Maternidade

Maternidade tardia: cuidados para a saúde da mãe e do bebê

Médica destaca que, com acompanhamento adequado, é possível viver a maternidade de forma saudável e segura em diferentes fases da vida

Ter filhos depois dos 35, 40 ou até 45 anos tem se tornado uma escolha cada vez mais comum entre as mulheres. Seja pela busca por estabilidade financeira, crescimento profissional, realização pessoal ou simplesmente por encontrar o melhor momento, a maternidade tardia reflete mudanças importantes na forma como a sociedade enxerga a construção da família.

Embora essa decisão traga desafios e cuidados específicos, especialistas destacam que, com acompanhamento adequado, é possível viver a gestação e a maternidade de forma saudável e segura em diferentes fases da vida.

Dados do Instituto Brasileiro de Geografia e Estatística (IBGE) publicados em 2024 mostram que o número de mulheres que optaram por ter filhos após os 40 anos aumentou 65,7% em 12 anos. Segundo dados do SisEmbrio, sistema da Agência de Vigilância Sanitária (Anvisa) que monitora a produção de embriões no país, entre 2020 e 2024, mais de 500 mil embriões foram congelados no Brasil, o que representa um aumento de 47,6% no período.

“Estamos falando de um movimento que reflete mudanças no comportamento social, no mercado de trabalho e nas formas de planejar a vida. Não só no Brasil, como no mundo todo, a maternidade tardia tem se tornado uma tendência crescente. O avanço da medicina reprodutiva e o acesso a métodos contraceptivos mais eficazes também ampliaram esse horizonte de decisão, permitindo maior controle sobre o momento de engravidar”, explica a médica ginecologista e professora do curso de Medicina da Unic Beira Rio, Dra. Leticia Wisnieski Bett.

No entanto, a maternidade tardia também envolve desafios. Especialistas alertam para o aumento de riscos gestacionais a partir dos 35 anos, como maior probabilidade de hipertensão, diabetes gestacional e complicações obstétricas.

De acordo com a Dra. Leticia, o mais importante é o planejamento consciente. “A mulher precisa ter acesso à informação de qualidade para entender os benefícios e os riscos da maternidade tardia.

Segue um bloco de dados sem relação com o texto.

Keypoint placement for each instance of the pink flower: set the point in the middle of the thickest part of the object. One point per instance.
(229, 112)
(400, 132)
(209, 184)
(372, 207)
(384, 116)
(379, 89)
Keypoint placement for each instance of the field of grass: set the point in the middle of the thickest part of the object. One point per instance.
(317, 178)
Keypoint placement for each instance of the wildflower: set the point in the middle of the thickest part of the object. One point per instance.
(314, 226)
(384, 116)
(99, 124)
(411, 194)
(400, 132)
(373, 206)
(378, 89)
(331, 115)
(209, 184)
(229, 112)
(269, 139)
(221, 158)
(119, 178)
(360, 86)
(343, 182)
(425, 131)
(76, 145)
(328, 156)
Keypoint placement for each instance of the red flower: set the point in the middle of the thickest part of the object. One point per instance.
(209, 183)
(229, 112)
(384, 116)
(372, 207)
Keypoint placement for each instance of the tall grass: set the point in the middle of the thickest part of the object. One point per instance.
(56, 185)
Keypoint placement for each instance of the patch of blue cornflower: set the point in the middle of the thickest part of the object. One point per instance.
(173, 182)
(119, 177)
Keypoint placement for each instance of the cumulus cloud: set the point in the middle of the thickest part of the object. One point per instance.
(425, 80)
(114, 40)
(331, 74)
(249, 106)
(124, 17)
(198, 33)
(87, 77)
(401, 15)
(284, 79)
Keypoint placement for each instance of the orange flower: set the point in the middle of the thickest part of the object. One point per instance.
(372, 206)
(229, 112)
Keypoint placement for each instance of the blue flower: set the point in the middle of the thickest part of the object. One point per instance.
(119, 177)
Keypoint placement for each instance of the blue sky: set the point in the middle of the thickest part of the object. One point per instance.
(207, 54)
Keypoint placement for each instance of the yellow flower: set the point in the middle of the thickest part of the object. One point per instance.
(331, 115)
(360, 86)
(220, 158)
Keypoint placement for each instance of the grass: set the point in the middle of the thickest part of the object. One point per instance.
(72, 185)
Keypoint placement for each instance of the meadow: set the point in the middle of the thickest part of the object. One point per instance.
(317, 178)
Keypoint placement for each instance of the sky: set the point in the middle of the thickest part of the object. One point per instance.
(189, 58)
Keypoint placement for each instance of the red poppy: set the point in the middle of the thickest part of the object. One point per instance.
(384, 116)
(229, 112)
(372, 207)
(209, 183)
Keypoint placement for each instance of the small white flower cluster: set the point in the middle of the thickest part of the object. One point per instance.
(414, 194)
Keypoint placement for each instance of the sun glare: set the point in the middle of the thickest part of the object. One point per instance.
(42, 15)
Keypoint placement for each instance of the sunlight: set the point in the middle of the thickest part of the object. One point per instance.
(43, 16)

Com acompanhamento adequado, é possível viver essa experiência de forma saudável e segura, respeitando o tempo de cada uma”, afirma.

A seguir, a médica destaca pontos importantes a serem considerados por quem pensa em engravidar depois dos 40:

Planejamento reprodutivo

Antes mesmo de tentar engravidar, é importante realizar uma avaliação completa da saúde, incluindo exames hormonais, ginecológicos e laboratoriais, além da investigação de possíveis doenças que possam impactar a fertilidade ou a gestação. O acompanhamento permite identificar fatores de risco precocemente e orientar estratégias individualizadas. Em alguns casos, especialmente quando a mulher pretende postergar a gravidez por vários anos, o especialista pode recomendar a preservação da fertilidade por meio do congelamento de óvulos, uma técnica que tem ampliado as possibilidades reprodutivas femininas e oferecido mais autonomia sobre o planejamento familiar.

Pré-natal rigoroso

A gravidez em idade mais avançada não significa necessariamente uma gestação de risco, mas exige atenção redobrada. O pré-natal desempenha papel fundamental para monitorar a saúde da mãe e do bebê, permitindo o diagnóstico precoce de condições como hipertensão gestacional, diabetes gestacional, alterações placentárias e parto prematuro. Além das consultas regulares, exames laboratoriais, ultrassonografias e avaliações específicas ajudam a acompanhar o desenvolvimento fetal e a evolução da gravidez.

Estilo de vida saudável

Os hábitos adotados antes e durante a gestação têm impacto direto na saúde materna e fetal. A prática regular de atividade física, respeitando as orientações médicas, auxilia no controle do peso, melhora a circulação, reduz desconfortos típicos da gravidez e favorece o bem-estar emocional. Além disso, o gerenciamento do estresse merece atenção especial. Altos níveis de ansiedade podem afetar a qualidade do sono, a saúde cardiovascular e o equilíbrio hormonal, tornando importante a adoção de estratégias que promovam relaxamento e qualidade de vida.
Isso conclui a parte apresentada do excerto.